Performed by Etest (bioMérieux Inc., Hazelwood, MO).

Interestingly, the patient had had a previous episode of C. violaceum bacteremia 10 months earlier secondary to a leg abscess from which the same organism was also grown. The wound developed after wading in the floodwaters of a hurricane in Texas. The isolate from his positive blood cultures was identified at another hospital; susceptibility testing was not performed. He was transferred to our hospital, and C. violaceum from his wound culture was identified in our laboratory. The susceptibility profile of the organism from the wound was similar to that of the organism isolated from the blood during the current admission (Table 1). He was given meropenem (2 g i.v.) and levofloxacin (100 mg BID) and discharged with a 6-week course of levofloxacin, which was discontinued 1 day early due to the development of arthralgias. His computed tomography (CT) scan showed hepatomegaly, splenic microinfarcts, hepatic lesions, and pulmonary nodules, all of which greatly improved at 6- and 9-week follow-up visits. Of note, his abscess was completely healed when he was admitted for the current episode, and he denied repeat exposure to stagnant water.

DISCUSSION

C. violaceum is a facultative anaerobic Gram-negative bacillus that is ubiquitously found in environments, such as soil and stagnant water, in tropical and subtropical environments worldwide (1, 2). It is catalase positive and is typically recognized for production of a violet pigment called violacein (3). As it gives variable reactions for oxidase and indole assays and its pigmentation can affect interpretation, other diagnostic measures should be taken for absolute identification (3). Colonies of C. violaceum grow well on 5% SBA and MAC and produce an almond-like smell (1). Although human infections by C. violaceum are uncommon, it has emerged as an opportunistic environmental pathogen and is associated with severe morbidity and mortality (1, 2), with a historic mortality rate as high as 65.6% (1). Certain immunodeficiencies, including chronic granulomatous disease (CGD), G6PD deficiency, and diabetes, appear to be important predisposing conditions for C. violaceum infection (1, 2, 4, 5).

C. violaceum infection usually originates from a localized contaminated wound (6). Several case reports have demonstrated C. violaceum infection in children with a history of exposure to contaminated soil and water, or soldiers with battle wounds (1, 6). The organism can rapidly disseminate through the bloodstream and cause multiorgan abscesses and fatal sepsis (1, 6). Relapses and recurrent infection are common and have been reported (1).

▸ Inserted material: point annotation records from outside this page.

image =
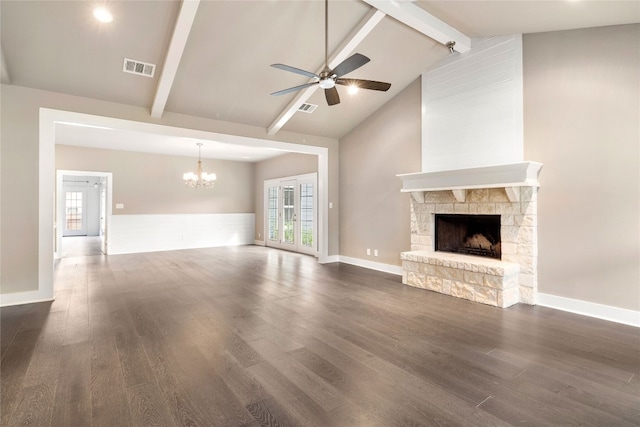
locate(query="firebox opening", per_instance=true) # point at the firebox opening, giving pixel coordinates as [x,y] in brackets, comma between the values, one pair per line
[468,234]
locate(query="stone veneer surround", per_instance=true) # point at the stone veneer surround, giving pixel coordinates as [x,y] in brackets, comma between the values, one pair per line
[499,283]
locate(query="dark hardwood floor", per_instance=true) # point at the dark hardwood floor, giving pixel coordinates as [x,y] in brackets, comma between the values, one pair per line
[254,336]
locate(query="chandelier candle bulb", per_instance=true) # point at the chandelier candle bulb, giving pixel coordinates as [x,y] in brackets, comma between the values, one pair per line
[199,179]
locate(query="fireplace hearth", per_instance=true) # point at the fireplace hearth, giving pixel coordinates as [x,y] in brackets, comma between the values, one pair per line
[477,235]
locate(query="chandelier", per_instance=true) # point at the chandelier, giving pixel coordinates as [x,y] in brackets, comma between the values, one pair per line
[199,179]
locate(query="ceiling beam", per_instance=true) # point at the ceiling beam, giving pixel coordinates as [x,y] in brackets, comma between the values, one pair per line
[345,49]
[187,14]
[5,77]
[419,19]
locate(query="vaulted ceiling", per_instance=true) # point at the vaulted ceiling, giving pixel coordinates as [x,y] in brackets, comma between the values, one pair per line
[213,57]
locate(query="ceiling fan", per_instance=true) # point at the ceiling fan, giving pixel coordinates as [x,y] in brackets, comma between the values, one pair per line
[328,78]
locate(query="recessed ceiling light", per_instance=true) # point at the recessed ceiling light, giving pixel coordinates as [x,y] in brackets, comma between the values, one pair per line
[102,14]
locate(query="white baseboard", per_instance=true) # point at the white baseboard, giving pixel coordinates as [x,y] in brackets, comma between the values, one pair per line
[591,309]
[20,298]
[372,265]
[329,259]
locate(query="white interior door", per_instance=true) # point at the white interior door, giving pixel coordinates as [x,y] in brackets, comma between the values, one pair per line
[291,213]
[75,220]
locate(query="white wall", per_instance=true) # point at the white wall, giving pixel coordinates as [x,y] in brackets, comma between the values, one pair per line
[472,107]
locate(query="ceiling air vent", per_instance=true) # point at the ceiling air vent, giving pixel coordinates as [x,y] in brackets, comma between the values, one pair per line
[307,108]
[140,68]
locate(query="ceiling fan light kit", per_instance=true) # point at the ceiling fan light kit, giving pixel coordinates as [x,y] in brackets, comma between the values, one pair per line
[328,79]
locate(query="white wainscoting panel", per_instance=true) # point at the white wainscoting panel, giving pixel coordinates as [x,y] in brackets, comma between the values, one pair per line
[151,233]
[472,107]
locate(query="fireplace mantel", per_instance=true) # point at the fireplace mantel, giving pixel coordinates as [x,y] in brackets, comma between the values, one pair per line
[521,174]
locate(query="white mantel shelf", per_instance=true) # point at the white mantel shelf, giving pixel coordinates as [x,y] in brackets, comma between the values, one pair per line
[521,174]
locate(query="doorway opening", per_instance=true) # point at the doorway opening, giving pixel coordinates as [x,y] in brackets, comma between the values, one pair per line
[83,213]
[291,205]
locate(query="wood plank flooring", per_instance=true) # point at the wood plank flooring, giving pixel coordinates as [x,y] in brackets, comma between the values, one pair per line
[251,336]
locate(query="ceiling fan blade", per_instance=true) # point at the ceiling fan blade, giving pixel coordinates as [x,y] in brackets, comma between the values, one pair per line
[293,89]
[353,62]
[332,96]
[365,84]
[295,70]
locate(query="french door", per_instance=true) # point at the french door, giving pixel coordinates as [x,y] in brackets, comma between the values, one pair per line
[291,213]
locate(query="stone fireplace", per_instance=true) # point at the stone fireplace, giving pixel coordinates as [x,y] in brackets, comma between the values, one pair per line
[474,205]
[486,223]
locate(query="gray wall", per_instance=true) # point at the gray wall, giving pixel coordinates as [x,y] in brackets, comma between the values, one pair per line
[19,141]
[152,183]
[581,107]
[279,167]
[582,113]
[373,212]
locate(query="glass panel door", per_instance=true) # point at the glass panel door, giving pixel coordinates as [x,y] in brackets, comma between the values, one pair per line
[290,213]
[272,214]
[75,221]
[307,216]
[289,231]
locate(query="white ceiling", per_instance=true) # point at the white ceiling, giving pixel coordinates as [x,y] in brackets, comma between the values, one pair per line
[144,142]
[224,72]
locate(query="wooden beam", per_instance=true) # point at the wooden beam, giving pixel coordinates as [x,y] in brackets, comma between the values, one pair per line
[419,19]
[344,50]
[181,32]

The ability of C. violaceum to secrete an extracellular protein collagenase and the possession of flagella (7, 8) would likely explain the rapid dissemination of C. violaceum from a localized wound into multiorgan abscesses. Fulminant septicemia caused by C. violaceum can be attributed to the production of hemolysin and other cytolytic toxins (8). Interestingly, the violacein pigment produced by C. violaceum has been a major interest in biotechnological applications due to the antimicrobial potency of this pigment (7). Although violacein has certain cytotoxic activity, it is not clear whether it is a major virulence factor for C. violaceum pathogenicity, since nonpigmented strains display similar pathogenicity to the pigmented ones (9).

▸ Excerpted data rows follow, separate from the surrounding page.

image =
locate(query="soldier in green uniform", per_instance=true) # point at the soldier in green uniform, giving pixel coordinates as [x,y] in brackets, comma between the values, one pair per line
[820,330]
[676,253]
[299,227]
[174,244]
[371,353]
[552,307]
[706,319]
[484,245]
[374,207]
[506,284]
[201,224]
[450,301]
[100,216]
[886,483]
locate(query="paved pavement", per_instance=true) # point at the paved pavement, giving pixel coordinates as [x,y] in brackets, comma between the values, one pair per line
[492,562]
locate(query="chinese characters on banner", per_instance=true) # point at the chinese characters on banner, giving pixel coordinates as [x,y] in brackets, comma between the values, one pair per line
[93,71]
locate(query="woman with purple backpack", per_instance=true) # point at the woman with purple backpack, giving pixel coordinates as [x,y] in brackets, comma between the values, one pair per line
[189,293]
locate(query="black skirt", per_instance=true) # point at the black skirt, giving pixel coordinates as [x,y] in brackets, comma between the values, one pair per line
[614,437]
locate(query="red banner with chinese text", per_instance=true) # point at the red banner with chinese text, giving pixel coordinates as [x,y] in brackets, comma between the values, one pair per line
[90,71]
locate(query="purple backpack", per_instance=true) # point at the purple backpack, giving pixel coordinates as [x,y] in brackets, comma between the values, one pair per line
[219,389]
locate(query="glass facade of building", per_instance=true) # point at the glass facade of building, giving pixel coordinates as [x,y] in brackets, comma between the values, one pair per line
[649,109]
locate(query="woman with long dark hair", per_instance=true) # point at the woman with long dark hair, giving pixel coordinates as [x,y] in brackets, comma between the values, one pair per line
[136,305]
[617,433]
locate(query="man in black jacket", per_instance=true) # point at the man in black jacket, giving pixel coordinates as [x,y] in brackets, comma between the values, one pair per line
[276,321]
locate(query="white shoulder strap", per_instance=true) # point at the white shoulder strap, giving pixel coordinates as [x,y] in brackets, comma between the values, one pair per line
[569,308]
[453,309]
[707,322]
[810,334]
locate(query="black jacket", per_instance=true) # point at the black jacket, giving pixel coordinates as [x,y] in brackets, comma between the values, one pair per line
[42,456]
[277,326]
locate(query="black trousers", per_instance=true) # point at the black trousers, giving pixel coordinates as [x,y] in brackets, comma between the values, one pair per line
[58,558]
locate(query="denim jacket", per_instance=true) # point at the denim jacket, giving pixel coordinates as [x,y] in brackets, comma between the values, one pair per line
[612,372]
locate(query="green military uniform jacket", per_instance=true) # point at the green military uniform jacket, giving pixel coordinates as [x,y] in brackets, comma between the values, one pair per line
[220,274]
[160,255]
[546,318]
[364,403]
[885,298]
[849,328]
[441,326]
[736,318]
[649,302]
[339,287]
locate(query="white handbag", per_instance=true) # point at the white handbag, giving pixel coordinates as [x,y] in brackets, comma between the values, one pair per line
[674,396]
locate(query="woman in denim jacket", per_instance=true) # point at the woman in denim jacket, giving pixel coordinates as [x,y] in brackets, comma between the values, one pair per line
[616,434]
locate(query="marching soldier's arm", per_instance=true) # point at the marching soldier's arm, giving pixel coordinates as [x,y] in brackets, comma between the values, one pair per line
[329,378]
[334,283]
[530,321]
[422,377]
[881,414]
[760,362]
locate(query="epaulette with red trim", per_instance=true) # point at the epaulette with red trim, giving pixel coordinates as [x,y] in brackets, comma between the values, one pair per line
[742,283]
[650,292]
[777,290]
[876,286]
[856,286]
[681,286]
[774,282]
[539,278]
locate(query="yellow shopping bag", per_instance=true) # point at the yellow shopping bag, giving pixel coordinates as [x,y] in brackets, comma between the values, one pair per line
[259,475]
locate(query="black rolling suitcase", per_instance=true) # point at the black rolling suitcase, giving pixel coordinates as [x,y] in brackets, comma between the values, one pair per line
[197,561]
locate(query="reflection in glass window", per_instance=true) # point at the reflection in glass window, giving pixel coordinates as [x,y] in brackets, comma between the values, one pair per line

The organism can lose pigmentation upon subsequent cultures from the parental strain or exposure to stressful environments, such as freeze-thaw cycles in laboratories (3). While pigmented colonies are easily identifiable, nonpigmented isolates can be mistaken for Aeromonas or Vibrio species (3). As C. violaceum can be β-hemolytic like most Aeromonas species, these organisms can be differentiated by biochemical characteristics, such as positive acid production from maltose and mannitol by Aeromonas species (3, 10). Currently, diagnostic laboratories can identify C. violaceum by automated biochemical systems (Vitek, MicroScan, and Phoenix), MALDI-TOF MS systems, or 16S rRNA sequencing (11). Of note, both pigmented and nonpigmented colonies of C. violaceum were recovered from the frozen isolates of the wound culture of our patient and were confirmed by 16S rRNA sequencing, with 99.87% (1,492/1,494 nucleotides) and 99.93% (1,471/1,472 nucleotides) identity to C. violaceum ATCC 12472T, respectively (GenBank accession numbers MG938492 and MG938493). Only pigmented colonies were observed with the bloodstream isolate during the current episode.

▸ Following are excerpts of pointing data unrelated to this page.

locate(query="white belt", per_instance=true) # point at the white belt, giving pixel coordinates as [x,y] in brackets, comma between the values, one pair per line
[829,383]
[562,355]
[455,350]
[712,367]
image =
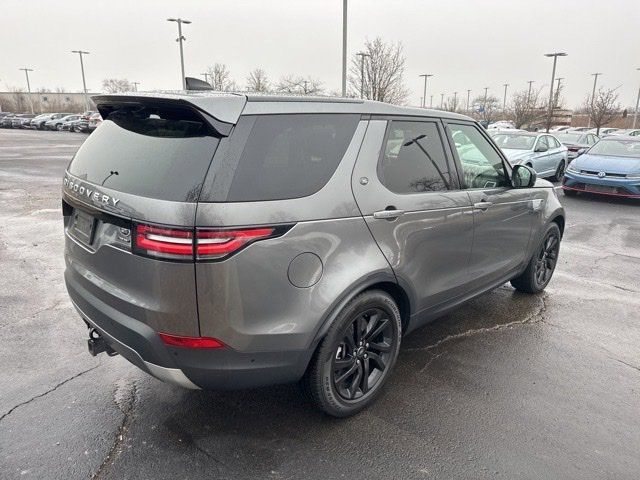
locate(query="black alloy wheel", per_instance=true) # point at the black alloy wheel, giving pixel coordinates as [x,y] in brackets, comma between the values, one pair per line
[356,356]
[547,259]
[363,353]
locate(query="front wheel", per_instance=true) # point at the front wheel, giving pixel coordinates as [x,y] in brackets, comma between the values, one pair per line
[542,264]
[354,360]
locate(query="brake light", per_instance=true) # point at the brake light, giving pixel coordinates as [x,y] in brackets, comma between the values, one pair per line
[190,342]
[214,244]
[165,242]
[200,244]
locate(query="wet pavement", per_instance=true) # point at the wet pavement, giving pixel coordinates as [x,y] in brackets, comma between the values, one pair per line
[508,386]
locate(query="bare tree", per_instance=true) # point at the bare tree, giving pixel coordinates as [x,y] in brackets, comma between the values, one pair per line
[116,85]
[527,108]
[383,78]
[257,81]
[299,85]
[221,78]
[487,107]
[602,108]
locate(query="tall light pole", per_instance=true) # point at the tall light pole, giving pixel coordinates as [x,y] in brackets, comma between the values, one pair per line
[26,72]
[635,115]
[557,99]
[344,48]
[504,100]
[84,83]
[424,93]
[362,56]
[593,93]
[181,39]
[553,77]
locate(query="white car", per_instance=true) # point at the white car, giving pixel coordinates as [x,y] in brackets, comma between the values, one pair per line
[604,131]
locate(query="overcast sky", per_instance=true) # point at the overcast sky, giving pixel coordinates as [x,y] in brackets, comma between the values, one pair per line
[465,44]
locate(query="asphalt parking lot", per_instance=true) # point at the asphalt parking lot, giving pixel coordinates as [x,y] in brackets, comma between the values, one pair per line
[508,386]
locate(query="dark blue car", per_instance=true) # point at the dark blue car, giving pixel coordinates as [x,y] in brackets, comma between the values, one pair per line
[610,167]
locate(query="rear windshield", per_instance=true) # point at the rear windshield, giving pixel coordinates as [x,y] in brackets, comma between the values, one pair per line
[276,157]
[160,152]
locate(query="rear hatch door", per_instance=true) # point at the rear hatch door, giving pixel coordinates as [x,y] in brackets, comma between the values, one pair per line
[129,201]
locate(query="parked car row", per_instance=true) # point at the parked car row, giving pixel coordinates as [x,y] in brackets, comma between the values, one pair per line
[70,122]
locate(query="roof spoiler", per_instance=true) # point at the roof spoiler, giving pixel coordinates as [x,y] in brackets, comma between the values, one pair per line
[196,84]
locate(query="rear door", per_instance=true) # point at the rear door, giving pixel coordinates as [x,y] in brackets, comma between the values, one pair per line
[503,216]
[129,198]
[542,161]
[409,195]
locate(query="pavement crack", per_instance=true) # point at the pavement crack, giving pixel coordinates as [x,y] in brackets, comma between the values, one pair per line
[125,397]
[535,317]
[47,392]
[625,363]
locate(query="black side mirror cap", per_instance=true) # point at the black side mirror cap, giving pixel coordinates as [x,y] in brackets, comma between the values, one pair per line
[523,176]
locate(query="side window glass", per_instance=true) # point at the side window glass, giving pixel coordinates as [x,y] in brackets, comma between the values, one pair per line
[413,159]
[542,141]
[482,167]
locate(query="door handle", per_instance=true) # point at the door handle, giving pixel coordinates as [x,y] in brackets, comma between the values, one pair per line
[484,205]
[388,214]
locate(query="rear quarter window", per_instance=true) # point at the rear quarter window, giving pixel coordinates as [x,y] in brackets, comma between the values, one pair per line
[277,157]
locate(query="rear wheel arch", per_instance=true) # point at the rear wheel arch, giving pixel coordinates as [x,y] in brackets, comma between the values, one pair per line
[383,281]
[559,220]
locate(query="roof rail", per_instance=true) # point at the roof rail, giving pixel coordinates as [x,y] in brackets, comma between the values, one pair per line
[196,84]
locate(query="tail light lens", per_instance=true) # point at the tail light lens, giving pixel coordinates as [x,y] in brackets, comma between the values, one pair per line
[202,244]
[190,342]
[171,243]
[215,244]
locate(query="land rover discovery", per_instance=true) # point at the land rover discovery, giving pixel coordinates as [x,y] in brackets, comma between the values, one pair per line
[226,241]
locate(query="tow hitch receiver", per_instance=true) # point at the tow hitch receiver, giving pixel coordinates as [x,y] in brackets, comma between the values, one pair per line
[96,344]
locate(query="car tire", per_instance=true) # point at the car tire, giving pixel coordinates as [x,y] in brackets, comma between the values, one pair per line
[559,175]
[542,264]
[368,326]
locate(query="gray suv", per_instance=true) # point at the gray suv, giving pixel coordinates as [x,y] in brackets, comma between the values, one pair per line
[226,241]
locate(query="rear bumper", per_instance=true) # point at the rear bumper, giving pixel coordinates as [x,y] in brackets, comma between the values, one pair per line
[214,369]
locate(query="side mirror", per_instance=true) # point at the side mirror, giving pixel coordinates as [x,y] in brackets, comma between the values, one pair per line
[541,148]
[523,176]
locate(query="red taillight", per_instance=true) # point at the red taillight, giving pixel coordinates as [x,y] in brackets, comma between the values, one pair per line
[212,244]
[165,242]
[190,342]
[205,244]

There are currently no recommended guidelines for interpreting antimicrobial susceptibility testing data for C. violaceum, most likely due to its rare occurrences in clinical settings. C. violaceum displays resistance to most penicillins and cephalosporins and to some β-lactam/β-lactamase inhibitor combinations (e.g., amoxicillin-clavulanate) (1, 12). It also shows various levels of resistance to other classes (1) and natural resistance to polymyxins (e.g., colistin) (13). Although β-lactam resistance appears to be increasing over time, most isolates show sensitivity to meropenem, imipenem, and piperacillin-tazobactam (1, 12). Ciprofloxacin is reported to be the most effective antibiotic among 25 antibiotics of various classes tested in vitro (1). Other antibiotics with adequate activity against C. violaceum are trimethoprim-sulfamethoxazole, tetracyclines, aminoglycosides, and chloramphenicol (1). Proposed mechanisms for antibiotic resistance include β-lactamase production and lipid A modification against β-lactams and polymyxins, respectively (12, 13).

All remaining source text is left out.